Small to medium-sized enterprises contribute 60% to Indonesia’s gross domestic product. But companies in the D2C space are still struggling to compete with bigger brands. Praktis wants to put them on a more level playing field.
The startup, which handles everything from raw material procurement to order fulfillment for D2C brands and suppliers, today announced it has raised $20 million in Series A funding. The round was led by East Ventures (Groeifonds), with the participation of Triputra Groiup and SMDV.
Praktis co-founder and CEO Adrian Gilrandy told TechCrunch that while 60% of Indonesia’s GDP comes from SMEs, many are experiencing difficulties scaling their businesses. These include finding reliable suppliers, getting fair prices, labor costs and high exposure to fixed costs.
Through the platform, Praktis’ customers can manage these business operations, including raw material procurement, production, fulfillment and logistics.
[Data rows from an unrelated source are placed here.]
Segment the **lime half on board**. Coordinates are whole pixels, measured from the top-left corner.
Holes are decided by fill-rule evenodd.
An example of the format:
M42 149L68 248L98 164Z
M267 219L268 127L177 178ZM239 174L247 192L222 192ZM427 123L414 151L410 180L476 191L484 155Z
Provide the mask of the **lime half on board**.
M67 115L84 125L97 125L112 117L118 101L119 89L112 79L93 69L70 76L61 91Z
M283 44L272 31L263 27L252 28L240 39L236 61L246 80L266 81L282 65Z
Gilrandy said Praktis is also merging procurement and processing for economies of scale. This frees up D2C brands to focus on other areas of their business, including brand building and marketing.
The startup plans to scale by growing with the D2C brands it serves. Gilrandy said the ecosystem could easily be applied to other industries. For example, it started in fashion before moving on to the beauty industry. Praktis claimed 12x annualized growth from 2020 to 2021 as the COVID-19 pandemic accelerated adoption of its services, and 4x annualized growth from 2021 to 2022.
Praktis will use its new funding for technology development for both brands and suppliers, building its team and expanding its end-to-end supply chain ecosystem.
The startup also announced today that it has appointed Leonard Pontoh as chief financial officer. Pontoh also joins the board of directors.
In a statement, Willson Cuaca, co-founder and managing partner of East Ventures, said: “We are excited to double our investment in Praktis as they aim to make D2C brands in Indonesia stronger and become profitable much faster than we had anticipated. expected.”